MATLAB script to analyze song lyrics word for word by genre. Can also be used to predict an unknown song's genre.
See Published_Code_Full_Execution.pdf for a walkthrough of the program execution.
Here's an explanation of the project that I wrote for an English class:
For my MATLAB project in ENGR122, I partnered up with my roommate, Ebed, and we decided to analyze the frequencies of certain words across different music genres. The end goal was to see if we could find a characteristic fingerprint of specific words representing each genre.
The first step was to download the lyrics from a bunch of songs from different genres. We (completely arbitrarily) predicted that it would probably be good to have a few thousand songs for each genre. After a few google searches, we realized the only way we could get the lyrics from so many songs was to download them ourselves. Individually! Because, there was no way it was going to be feasible to manually copy and paste over 10 thousand songs, we decided we'd have to write a program to do it for us. I downloaded the robobrowser library for python and started exploring web scraping. I was able to set up a program so that we could supply it with lists of artists sorted by genre and it would return a text file for each genre with all of the lyrics for each song in that file. We then imported these files into MATLAB to actually start our project.
I'm not going to dive too deep into the algorithm but I'll scrape the surface a little bit (If you want to learn more, you can look at the source code). After importing all of the words, we created an array that holds all of the unique words in all of the lyrics we downloaded. We then created a vector for each genre that holds all of the percentages of each of the unique words in each genre text file. The indices of the unique words list and the percent vectors align so that each percent corresponds to the unique word at its index. For example, if the first word is "potato", the first percent in every genre's vector will represent the frequency of the word potato in that genre's lyrics divided by the total number of words in that genre's lyrics. After this step, we had a machine made up of "fingerprints" for each genre.
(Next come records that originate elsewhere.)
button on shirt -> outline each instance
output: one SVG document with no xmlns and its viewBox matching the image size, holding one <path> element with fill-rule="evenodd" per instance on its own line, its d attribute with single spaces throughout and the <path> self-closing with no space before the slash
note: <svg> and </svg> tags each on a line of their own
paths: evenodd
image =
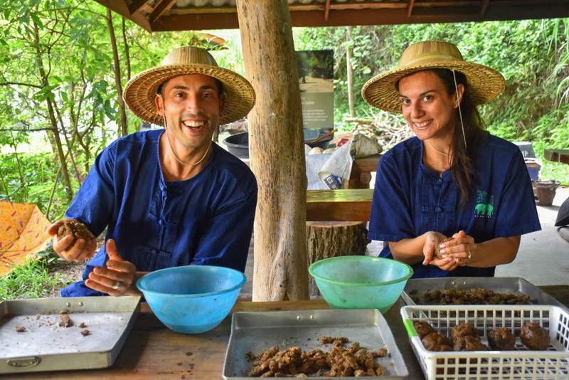
<svg viewBox="0 0 569 380">
<path fill-rule="evenodd" d="M 137 271 L 210 265 L 243 272 L 257 204 L 257 181 L 240 159 L 212 142 L 210 161 L 196 176 L 166 182 L 159 160 L 164 130 L 119 139 L 97 157 L 65 216 L 97 236 L 107 228 L 119 253 Z M 83 279 L 107 260 L 103 246 Z M 84 281 L 64 297 L 100 295 Z"/>
<path fill-rule="evenodd" d="M 529 174 L 519 148 L 489 136 L 476 160 L 478 182 L 461 209 L 460 191 L 450 170 L 427 169 L 417 137 L 386 152 L 378 165 L 370 216 L 370 239 L 399 241 L 427 231 L 447 236 L 464 230 L 482 243 L 541 228 Z M 385 243 L 381 257 L 393 258 Z M 458 267 L 452 271 L 418 263 L 413 278 L 494 276 L 496 267 Z"/>
</svg>

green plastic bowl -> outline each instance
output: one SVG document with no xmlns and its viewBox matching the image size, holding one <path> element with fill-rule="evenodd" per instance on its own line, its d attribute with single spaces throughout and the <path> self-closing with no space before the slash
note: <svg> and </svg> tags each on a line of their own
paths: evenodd
<svg viewBox="0 0 569 380">
<path fill-rule="evenodd" d="M 413 270 L 404 263 L 371 256 L 339 256 L 314 263 L 308 271 L 334 309 L 378 309 L 397 301 Z"/>
</svg>

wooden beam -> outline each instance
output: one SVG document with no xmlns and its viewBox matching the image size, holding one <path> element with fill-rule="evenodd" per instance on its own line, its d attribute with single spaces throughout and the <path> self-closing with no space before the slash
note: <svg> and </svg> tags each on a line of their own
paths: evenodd
<svg viewBox="0 0 569 380">
<path fill-rule="evenodd" d="M 130 2 L 127 2 L 127 5 L 129 9 L 129 13 L 132 16 L 140 11 L 147 2 L 148 0 L 132 0 Z"/>
<path fill-rule="evenodd" d="M 152 25 L 164 12 L 176 4 L 176 0 L 162 0 L 150 14 L 150 24 Z"/>
<path fill-rule="evenodd" d="M 304 138 L 290 12 L 284 1 L 240 0 L 238 15 L 245 73 L 257 93 L 248 116 L 259 188 L 252 300 L 307 300 Z"/>
</svg>

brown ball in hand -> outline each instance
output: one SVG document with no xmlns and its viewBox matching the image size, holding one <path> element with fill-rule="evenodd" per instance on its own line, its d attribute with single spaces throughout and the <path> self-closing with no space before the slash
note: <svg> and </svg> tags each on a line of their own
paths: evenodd
<svg viewBox="0 0 569 380">
<path fill-rule="evenodd" d="M 445 243 L 445 241 L 450 241 L 452 240 L 454 240 L 452 238 L 446 238 L 440 241 L 439 245 L 437 246 L 437 248 L 435 248 L 435 257 L 437 258 L 443 258 L 442 255 L 440 253 L 440 245 Z"/>
<path fill-rule="evenodd" d="M 450 339 L 452 340 L 453 343 L 457 342 L 457 339 L 462 337 L 469 336 L 479 338 L 480 333 L 473 324 L 468 322 L 457 324 L 450 330 Z"/>
<path fill-rule="evenodd" d="M 528 349 L 539 351 L 546 349 L 551 340 L 546 329 L 535 322 L 528 322 L 521 327 L 520 339 Z"/>
<path fill-rule="evenodd" d="M 63 239 L 70 234 L 73 236 L 73 241 L 64 250 L 73 247 L 78 239 L 85 239 L 85 241 L 95 239 L 95 236 L 87 226 L 77 221 L 65 221 L 58 229 L 58 239 Z"/>
</svg>

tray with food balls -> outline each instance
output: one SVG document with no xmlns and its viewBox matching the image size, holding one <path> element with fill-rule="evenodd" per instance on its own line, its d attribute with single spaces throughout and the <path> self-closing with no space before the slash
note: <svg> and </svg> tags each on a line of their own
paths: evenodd
<svg viewBox="0 0 569 380">
<path fill-rule="evenodd" d="M 427 379 L 569 379 L 566 308 L 408 305 L 400 313 Z"/>
<path fill-rule="evenodd" d="M 412 278 L 401 297 L 413 305 L 552 305 L 565 307 L 519 277 Z"/>
</svg>

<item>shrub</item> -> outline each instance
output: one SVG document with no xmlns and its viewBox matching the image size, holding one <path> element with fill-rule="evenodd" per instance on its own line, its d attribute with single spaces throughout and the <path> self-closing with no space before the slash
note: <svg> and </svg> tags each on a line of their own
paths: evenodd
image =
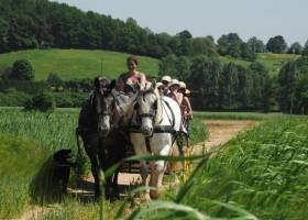
<svg viewBox="0 0 308 220">
<path fill-rule="evenodd" d="M 32 68 L 30 62 L 26 59 L 15 61 L 9 78 L 31 81 L 34 79 L 34 69 Z"/>
<path fill-rule="evenodd" d="M 54 98 L 46 94 L 40 92 L 32 97 L 32 99 L 28 100 L 24 110 L 35 110 L 35 111 L 53 111 L 55 109 L 55 100 Z"/>
</svg>

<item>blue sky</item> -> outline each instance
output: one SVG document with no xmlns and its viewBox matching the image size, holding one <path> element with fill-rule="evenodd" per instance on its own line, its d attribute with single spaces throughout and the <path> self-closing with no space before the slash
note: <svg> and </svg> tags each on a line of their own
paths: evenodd
<svg viewBox="0 0 308 220">
<path fill-rule="evenodd" d="M 256 36 L 266 43 L 283 35 L 288 44 L 308 40 L 307 0 L 57 0 L 84 11 L 125 21 L 133 18 L 155 33 L 194 36 L 237 32 L 244 41 Z"/>
</svg>

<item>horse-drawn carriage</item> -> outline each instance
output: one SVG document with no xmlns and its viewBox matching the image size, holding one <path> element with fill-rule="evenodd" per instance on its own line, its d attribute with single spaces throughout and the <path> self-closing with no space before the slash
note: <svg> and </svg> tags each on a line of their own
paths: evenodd
<svg viewBox="0 0 308 220">
<path fill-rule="evenodd" d="M 91 162 L 96 196 L 100 196 L 100 169 L 106 170 L 131 155 L 168 156 L 176 152 L 177 138 L 183 135 L 179 106 L 161 96 L 155 81 L 130 98 L 124 111 L 121 109 L 124 114 L 120 121 L 114 120 L 119 94 L 114 94 L 113 87 L 114 81 L 105 85 L 103 91 L 94 92 L 79 117 L 78 134 Z M 133 147 L 128 147 L 129 143 Z M 138 172 L 145 186 L 155 187 L 150 190 L 151 198 L 157 198 L 165 169 L 164 160 L 129 162 L 117 169 L 112 178 L 107 178 L 106 184 L 117 190 L 119 172 Z M 150 183 L 146 182 L 148 174 Z"/>
</svg>

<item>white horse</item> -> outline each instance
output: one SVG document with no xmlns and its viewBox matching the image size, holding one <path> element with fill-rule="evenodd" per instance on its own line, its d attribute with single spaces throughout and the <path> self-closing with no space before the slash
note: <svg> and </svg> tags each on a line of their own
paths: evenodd
<svg viewBox="0 0 308 220">
<path fill-rule="evenodd" d="M 145 90 L 140 91 L 136 97 L 132 114 L 132 122 L 135 123 L 136 129 L 130 132 L 130 138 L 135 154 L 169 155 L 174 147 L 175 133 L 180 129 L 182 114 L 178 103 L 161 96 L 155 88 L 155 81 L 147 82 Z M 142 182 L 146 187 L 151 187 L 150 197 L 157 199 L 166 162 L 150 161 L 147 164 L 141 161 L 140 164 Z M 148 190 L 146 197 L 148 198 Z"/>
</svg>

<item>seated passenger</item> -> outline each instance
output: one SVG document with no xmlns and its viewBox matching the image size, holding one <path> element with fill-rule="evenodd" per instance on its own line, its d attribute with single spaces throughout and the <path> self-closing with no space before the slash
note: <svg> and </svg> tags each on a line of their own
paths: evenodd
<svg viewBox="0 0 308 220">
<path fill-rule="evenodd" d="M 184 81 L 179 81 L 179 89 L 178 92 L 183 94 L 183 101 L 180 105 L 180 110 L 183 118 L 185 119 L 193 119 L 193 109 L 188 98 L 190 91 L 186 88 L 186 84 Z"/>
<path fill-rule="evenodd" d="M 164 96 L 165 86 L 161 81 L 156 84 L 156 88 L 158 89 L 160 95 Z"/>
<path fill-rule="evenodd" d="M 180 106 L 183 101 L 183 94 L 178 92 L 177 91 L 178 89 L 179 89 L 178 80 L 172 79 L 169 84 L 169 92 L 167 96 L 174 99 L 178 103 L 178 106 Z"/>
<path fill-rule="evenodd" d="M 138 58 L 130 56 L 127 59 L 129 72 L 121 74 L 116 85 L 116 108 L 118 119 L 121 119 L 131 107 L 132 99 L 139 90 L 145 88 L 145 75 L 138 70 Z"/>
<path fill-rule="evenodd" d="M 163 76 L 162 84 L 164 85 L 164 95 L 167 96 L 169 92 L 169 82 L 172 81 L 172 77 L 169 76 Z"/>
</svg>

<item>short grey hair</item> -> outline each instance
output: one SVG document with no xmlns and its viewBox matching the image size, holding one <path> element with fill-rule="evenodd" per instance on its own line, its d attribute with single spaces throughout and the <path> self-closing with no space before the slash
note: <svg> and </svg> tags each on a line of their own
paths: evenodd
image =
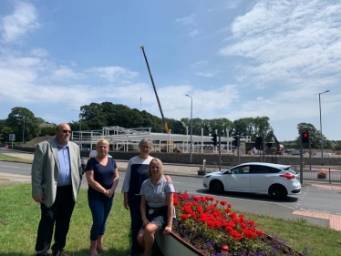
<svg viewBox="0 0 341 256">
<path fill-rule="evenodd" d="M 98 139 L 98 141 L 96 143 L 96 149 L 98 147 L 98 145 L 102 143 L 104 145 L 106 145 L 108 148 L 110 148 L 110 145 L 108 144 L 108 140 L 105 139 L 104 138 L 101 138 Z"/>
<path fill-rule="evenodd" d="M 150 138 L 142 138 L 139 142 L 139 147 L 141 147 L 142 145 L 145 145 L 145 144 L 147 144 L 150 147 L 150 148 L 151 148 L 151 147 L 153 146 L 153 140 Z"/>
</svg>

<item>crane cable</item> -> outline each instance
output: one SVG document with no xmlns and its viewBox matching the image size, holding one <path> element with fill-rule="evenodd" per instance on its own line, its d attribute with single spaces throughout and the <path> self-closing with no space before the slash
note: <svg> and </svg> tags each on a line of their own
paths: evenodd
<svg viewBox="0 0 341 256">
<path fill-rule="evenodd" d="M 142 111 L 142 53 L 140 49 L 140 111 Z"/>
</svg>

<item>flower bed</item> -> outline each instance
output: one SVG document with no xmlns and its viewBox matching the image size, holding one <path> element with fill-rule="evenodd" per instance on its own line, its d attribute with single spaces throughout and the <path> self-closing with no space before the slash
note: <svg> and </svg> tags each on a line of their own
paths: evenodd
<svg viewBox="0 0 341 256">
<path fill-rule="evenodd" d="M 185 193 L 174 194 L 174 205 L 173 232 L 202 255 L 222 255 L 222 245 L 229 247 L 224 255 L 303 255 L 256 229 L 226 201 Z"/>
</svg>

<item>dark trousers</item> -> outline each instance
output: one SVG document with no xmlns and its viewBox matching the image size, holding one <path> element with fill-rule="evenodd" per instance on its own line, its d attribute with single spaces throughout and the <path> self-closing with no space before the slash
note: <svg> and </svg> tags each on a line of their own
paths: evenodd
<svg viewBox="0 0 341 256">
<path fill-rule="evenodd" d="M 37 253 L 43 254 L 49 250 L 55 225 L 55 243 L 52 251 L 64 249 L 74 207 L 72 186 L 57 187 L 56 200 L 51 207 L 40 205 L 41 217 L 36 242 Z"/>
<path fill-rule="evenodd" d="M 131 255 L 142 252 L 143 248 L 138 242 L 138 234 L 142 225 L 141 212 L 140 205 L 141 202 L 140 196 L 129 196 L 129 212 L 131 218 Z"/>
<path fill-rule="evenodd" d="M 88 199 L 88 206 L 92 214 L 92 227 L 90 240 L 96 241 L 98 236 L 104 235 L 106 222 L 112 207 L 114 197 L 110 199 Z"/>
</svg>

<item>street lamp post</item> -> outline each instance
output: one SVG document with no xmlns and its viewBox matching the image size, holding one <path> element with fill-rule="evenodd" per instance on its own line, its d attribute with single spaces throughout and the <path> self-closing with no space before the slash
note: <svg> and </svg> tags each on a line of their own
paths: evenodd
<svg viewBox="0 0 341 256">
<path fill-rule="evenodd" d="M 25 143 L 25 116 L 23 116 L 23 148 L 24 148 L 24 143 Z"/>
<path fill-rule="evenodd" d="M 320 133 L 321 133 L 321 165 L 324 165 L 324 139 L 322 134 L 322 118 L 321 118 L 321 94 L 330 92 L 330 90 L 326 90 L 318 94 L 318 103 L 320 106 Z"/>
<path fill-rule="evenodd" d="M 77 109 L 71 109 L 72 111 L 77 111 L 77 112 L 79 112 L 79 113 L 82 113 L 82 111 L 80 110 L 77 110 Z M 80 147 L 80 133 L 81 133 L 81 130 L 82 130 L 82 119 L 79 118 L 79 137 L 78 137 L 78 146 L 79 146 L 79 148 L 82 149 L 82 147 Z"/>
<path fill-rule="evenodd" d="M 190 153 L 190 163 L 192 161 L 192 151 L 191 151 L 191 135 L 192 135 L 192 130 L 193 130 L 193 118 L 192 118 L 192 113 L 193 113 L 193 98 L 186 94 L 187 97 L 191 97 L 191 153 Z"/>
</svg>

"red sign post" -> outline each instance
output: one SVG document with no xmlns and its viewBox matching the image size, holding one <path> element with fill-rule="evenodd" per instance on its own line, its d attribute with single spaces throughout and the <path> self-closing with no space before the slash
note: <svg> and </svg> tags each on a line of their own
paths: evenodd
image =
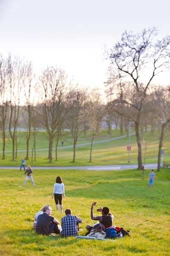
<svg viewBox="0 0 170 256">
<path fill-rule="evenodd" d="M 127 150 L 128 151 L 131 151 L 131 146 L 127 146 Z"/>
</svg>

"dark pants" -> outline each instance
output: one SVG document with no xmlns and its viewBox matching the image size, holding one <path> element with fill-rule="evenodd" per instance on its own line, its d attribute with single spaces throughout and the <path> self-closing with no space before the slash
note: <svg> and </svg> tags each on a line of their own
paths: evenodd
<svg viewBox="0 0 170 256">
<path fill-rule="evenodd" d="M 22 168 L 23 168 L 24 170 L 24 171 L 26 171 L 26 166 L 25 166 L 25 165 L 22 165 L 22 164 L 20 165 L 20 171 L 22 170 Z"/>
<path fill-rule="evenodd" d="M 56 204 L 62 204 L 62 194 L 54 194 L 54 200 Z"/>
<path fill-rule="evenodd" d="M 49 234 L 54 233 L 55 234 L 60 234 L 60 230 L 58 226 L 54 222 L 51 222 L 48 228 Z"/>
</svg>

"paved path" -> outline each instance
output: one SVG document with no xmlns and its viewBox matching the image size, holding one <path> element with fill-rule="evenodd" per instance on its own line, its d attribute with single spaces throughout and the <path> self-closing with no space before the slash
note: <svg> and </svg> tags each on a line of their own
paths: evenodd
<svg viewBox="0 0 170 256">
<path fill-rule="evenodd" d="M 135 135 L 135 133 L 130 134 L 130 136 Z M 107 139 L 106 140 L 102 140 L 101 141 L 94 141 L 92 144 L 96 144 L 98 143 L 104 143 L 104 142 L 109 142 L 110 141 L 116 141 L 116 140 L 120 140 L 120 139 L 122 139 L 124 138 L 126 138 L 127 135 L 122 135 L 122 136 L 120 136 L 118 137 L 112 138 L 110 139 Z M 76 147 L 81 147 L 82 146 L 86 146 L 86 145 L 90 145 L 91 144 L 91 142 L 86 142 L 86 143 L 81 143 L 80 144 L 76 144 Z M 58 147 L 58 149 L 68 149 L 73 148 L 73 145 L 69 145 L 69 146 L 64 146 L 63 147 Z M 52 148 L 53 150 L 55 150 L 56 148 Z M 40 151 L 43 150 L 48 150 L 48 149 L 36 149 L 36 151 Z M 29 151 L 32 151 L 32 150 L 29 150 Z M 12 152 L 12 151 L 8 150 L 6 151 L 6 152 Z M 18 150 L 18 152 L 26 152 L 26 150 Z M 0 151 L 0 153 L 2 153 L 2 151 Z"/>
<path fill-rule="evenodd" d="M 72 169 L 84 170 L 86 171 L 116 171 L 118 170 L 135 169 L 138 168 L 137 164 L 134 165 L 116 165 L 84 166 L 32 166 L 33 170 L 36 169 Z M 146 164 L 145 169 L 156 169 L 157 164 Z M 0 166 L 0 169 L 20 169 L 17 166 Z"/>
</svg>

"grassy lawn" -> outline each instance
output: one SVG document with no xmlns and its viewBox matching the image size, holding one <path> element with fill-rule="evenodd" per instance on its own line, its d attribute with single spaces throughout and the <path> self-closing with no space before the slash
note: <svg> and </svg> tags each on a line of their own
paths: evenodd
<svg viewBox="0 0 170 256">
<path fill-rule="evenodd" d="M 108 138 L 112 138 L 120 136 L 118 130 L 114 130 L 113 135 L 110 136 L 102 133 L 99 137 L 94 140 L 95 141 L 103 140 Z M 65 135 L 65 137 L 61 138 L 64 140 L 64 146 L 72 145 L 72 139 L 70 134 Z M 2 140 L 2 139 L 1 139 Z M 169 161 L 170 154 L 170 139 L 166 138 L 164 143 L 164 161 Z M 77 144 L 90 142 L 89 138 L 82 136 L 78 140 Z M 126 146 L 128 144 L 128 138 L 120 139 L 116 141 L 110 141 L 104 143 L 94 144 L 92 153 L 92 162 L 89 162 L 90 145 L 77 147 L 76 149 L 76 162 L 72 163 L 72 148 L 60 148 L 58 150 L 58 161 L 54 158 L 52 164 L 49 164 L 47 158 L 48 150 L 38 150 L 40 149 L 48 149 L 48 139 L 44 132 L 40 132 L 37 138 L 36 160 L 36 162 L 31 162 L 31 153 L 30 153 L 30 159 L 26 161 L 26 164 L 30 165 L 53 165 L 53 166 L 69 166 L 69 165 L 111 165 L 128 163 L 128 152 Z M 158 134 L 155 133 L 154 137 L 150 136 L 150 132 L 144 134 L 144 142 L 142 143 L 143 152 L 143 161 L 144 163 L 154 163 L 157 162 L 158 144 Z M 138 148 L 135 136 L 131 137 L 132 151 L 130 152 L 130 163 L 137 163 Z M 60 142 L 59 142 L 60 146 Z M 30 147 L 32 148 L 32 146 Z M 25 134 L 20 133 L 20 143 L 18 150 L 25 150 L 26 148 Z M 11 141 L 8 138 L 6 143 L 6 151 L 11 150 Z M 2 153 L 0 154 L 1 158 Z M 21 157 L 24 157 L 26 152 L 18 152 L 18 158 L 15 162 L 12 161 L 12 152 L 7 152 L 5 160 L 0 160 L 0 165 L 20 165 Z M 54 157 L 55 152 L 53 151 Z"/>
<path fill-rule="evenodd" d="M 148 172 L 142 180 L 138 170 L 36 170 L 34 187 L 30 180 L 24 186 L 22 172 L 0 170 L 0 255 L 170 255 L 170 171 L 156 172 L 154 187 L 150 189 Z M 65 185 L 64 208 L 71 208 L 83 219 L 80 234 L 94 222 L 90 213 L 96 201 L 98 206 L 108 206 L 114 216 L 113 224 L 129 229 L 132 236 L 108 241 L 36 234 L 34 218 L 42 205 L 51 205 L 52 215 L 58 220 L 63 216 L 57 214 L 51 199 L 56 176 Z"/>
</svg>

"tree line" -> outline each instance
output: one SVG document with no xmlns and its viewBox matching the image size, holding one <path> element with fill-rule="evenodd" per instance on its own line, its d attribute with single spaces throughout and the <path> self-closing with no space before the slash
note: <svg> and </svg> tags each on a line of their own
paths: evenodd
<svg viewBox="0 0 170 256">
<path fill-rule="evenodd" d="M 154 28 L 134 34 L 125 31 L 110 50 L 108 78 L 104 95 L 98 89 L 87 89 L 68 82 L 64 70 L 48 66 L 35 75 L 32 64 L 13 57 L 0 56 L 0 124 L 2 140 L 2 159 L 6 157 L 6 132 L 12 144 L 12 160 L 17 158 L 17 129 L 20 120 L 26 129 L 26 159 L 30 156 L 31 134 L 34 138 L 32 158 L 36 159 L 38 131 L 46 131 L 48 140 L 48 158 L 52 162 L 55 145 L 58 160 L 59 139 L 64 129 L 73 138 L 72 162 L 76 161 L 76 144 L 81 133 L 90 131 L 92 161 L 92 143 L 102 121 L 106 120 L 108 133 L 112 124 L 118 124 L 120 134 L 128 131 L 132 122 L 138 148 L 138 168 L 142 167 L 142 140 L 148 127 L 159 131 L 158 169 L 160 169 L 161 149 L 170 123 L 170 87 L 154 85 L 160 72 L 170 71 L 170 37 L 156 39 Z"/>
</svg>

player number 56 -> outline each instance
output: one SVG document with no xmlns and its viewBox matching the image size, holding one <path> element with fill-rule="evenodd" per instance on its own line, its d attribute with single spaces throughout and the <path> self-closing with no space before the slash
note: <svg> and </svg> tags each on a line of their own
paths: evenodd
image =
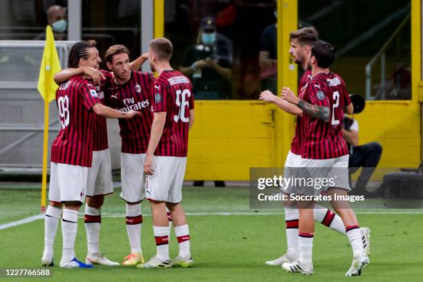
<svg viewBox="0 0 423 282">
<path fill-rule="evenodd" d="M 187 98 L 190 97 L 191 92 L 188 89 L 184 89 L 183 91 L 181 90 L 176 91 L 176 106 L 179 106 L 179 111 L 178 115 L 173 115 L 175 122 L 178 122 L 179 120 L 182 122 L 188 122 L 189 121 L 189 118 L 185 117 L 185 110 L 188 109 L 189 103 L 187 101 Z"/>
<path fill-rule="evenodd" d="M 57 108 L 59 108 L 62 128 L 64 129 L 69 124 L 69 98 L 67 95 L 59 97 Z"/>
</svg>

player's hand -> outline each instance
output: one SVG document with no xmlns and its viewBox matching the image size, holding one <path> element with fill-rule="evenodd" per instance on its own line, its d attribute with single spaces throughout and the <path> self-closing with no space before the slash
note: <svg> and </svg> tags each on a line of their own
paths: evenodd
<svg viewBox="0 0 423 282">
<path fill-rule="evenodd" d="M 90 79 L 93 79 L 94 84 L 100 84 L 102 79 L 106 79 L 101 71 L 89 66 L 84 67 L 84 73 L 88 75 Z"/>
<path fill-rule="evenodd" d="M 141 113 L 140 113 L 138 111 L 132 111 L 132 110 L 131 110 L 129 112 L 125 113 L 125 118 L 126 120 L 129 120 L 130 118 L 133 118 L 133 117 L 135 117 L 136 115 L 141 116 L 142 115 L 141 115 Z"/>
<path fill-rule="evenodd" d="M 267 102 L 272 102 L 276 96 L 270 91 L 265 90 L 262 93 L 260 93 L 260 98 L 258 100 L 260 101 L 265 101 Z"/>
<path fill-rule="evenodd" d="M 147 176 L 154 174 L 154 169 L 153 169 L 153 155 L 149 153 L 146 155 L 145 160 L 144 161 L 144 173 Z"/>
<path fill-rule="evenodd" d="M 283 87 L 281 93 L 281 97 L 290 103 L 296 104 L 297 97 L 288 87 Z"/>
<path fill-rule="evenodd" d="M 194 63 L 192 65 L 195 69 L 203 68 L 207 66 L 206 62 L 204 59 L 199 59 L 198 61 Z"/>
</svg>

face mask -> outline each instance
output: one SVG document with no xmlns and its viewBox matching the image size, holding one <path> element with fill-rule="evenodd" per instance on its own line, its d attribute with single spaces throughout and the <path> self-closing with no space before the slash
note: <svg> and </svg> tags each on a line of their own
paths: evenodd
<svg viewBox="0 0 423 282">
<path fill-rule="evenodd" d="M 213 45 L 216 41 L 216 33 L 203 33 L 201 35 L 201 41 L 205 45 Z"/>
<path fill-rule="evenodd" d="M 53 30 L 54 31 L 57 31 L 57 32 L 64 32 L 66 30 L 66 27 L 68 26 L 68 23 L 64 19 L 61 19 L 60 21 L 54 22 L 53 24 Z"/>
</svg>

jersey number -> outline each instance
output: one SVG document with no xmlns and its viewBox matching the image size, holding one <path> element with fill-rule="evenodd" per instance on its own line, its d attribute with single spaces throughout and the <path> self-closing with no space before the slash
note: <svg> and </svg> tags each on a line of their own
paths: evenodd
<svg viewBox="0 0 423 282">
<path fill-rule="evenodd" d="M 336 101 L 332 106 L 332 125 L 339 124 L 339 120 L 335 119 L 335 109 L 339 106 L 339 93 L 335 91 L 333 93 L 333 100 Z"/>
<path fill-rule="evenodd" d="M 173 120 L 178 122 L 180 120 L 182 122 L 188 122 L 189 118 L 185 118 L 185 109 L 188 109 L 189 103 L 187 101 L 187 97 L 191 97 L 191 92 L 188 89 L 184 91 L 178 90 L 176 91 L 176 106 L 179 107 L 178 115 L 173 115 Z"/>
<path fill-rule="evenodd" d="M 59 108 L 59 115 L 62 128 L 65 129 L 69 125 L 69 98 L 67 95 L 59 97 L 57 100 L 57 107 Z"/>
</svg>

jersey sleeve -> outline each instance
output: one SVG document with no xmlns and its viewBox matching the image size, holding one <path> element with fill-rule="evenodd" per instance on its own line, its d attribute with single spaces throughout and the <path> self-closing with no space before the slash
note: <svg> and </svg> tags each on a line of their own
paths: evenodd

We then wanted to test out our representation to see if we could give it a random song and have it categorize that song into a certain genre. To do this we created a similar percent vector for the unknown song using the same list of unique words. In other words, for every unique word in all of the genres, we checked the percent of that word in the unknown song and put that value into the song's percent vector at the same index as the word. Obviously for the song, most of its percents would be zero because there were nearly fifty thousand unique words total and the song only has a fraction of that number. Once we had this new "fingerprint" of the song, we could compare it to each genres' "fingerprint" to find the closest one. We did this using geometry by assigning a point in 50,000 dimension space to each "fingerprint" and finding the shortest distance between the song's point and each of the genres' points. If you're having trouble visualizing this, imagine the same scenario if there were only two unique words we were comparing. Each word's percentage represents one of the axes and the song and each genre fall somewhere on the graph as a point based on their percentages of each the two words. Then the genre that the song is geometrically closest to will be the one with the most similar percentages of the two words. Now, if we extend this into 50,000 space, it will work exactly the same way. Each dimension/axis represents the percentage of each unique word. The song and genre points all fall somewhere in the space. The closest genre's point to the song's point will have the most similar percentages and should theoretically be the genre for that song.
We found that this was accurate roughly half the time. We were able to increase this percentage a little bit by filtering out some of the most common words in the English language such as "the" or "and". We found that these words were popular in every genre but the slight variation in frequency could give us inaccurate results because these words are not characteristic of any certain one. However, we also found that sometimes we would get the correct genre without any filtering and then the wrong genre with filtering. Ultimately, we concluded that while some words were definitely more popular in certain genres, it isn't reliable to try to categorize a song solely based on the lyrics. Songs are named a specific genre based on a variety of factors such as rhythm and tempo and all sorts of other things we did not account for.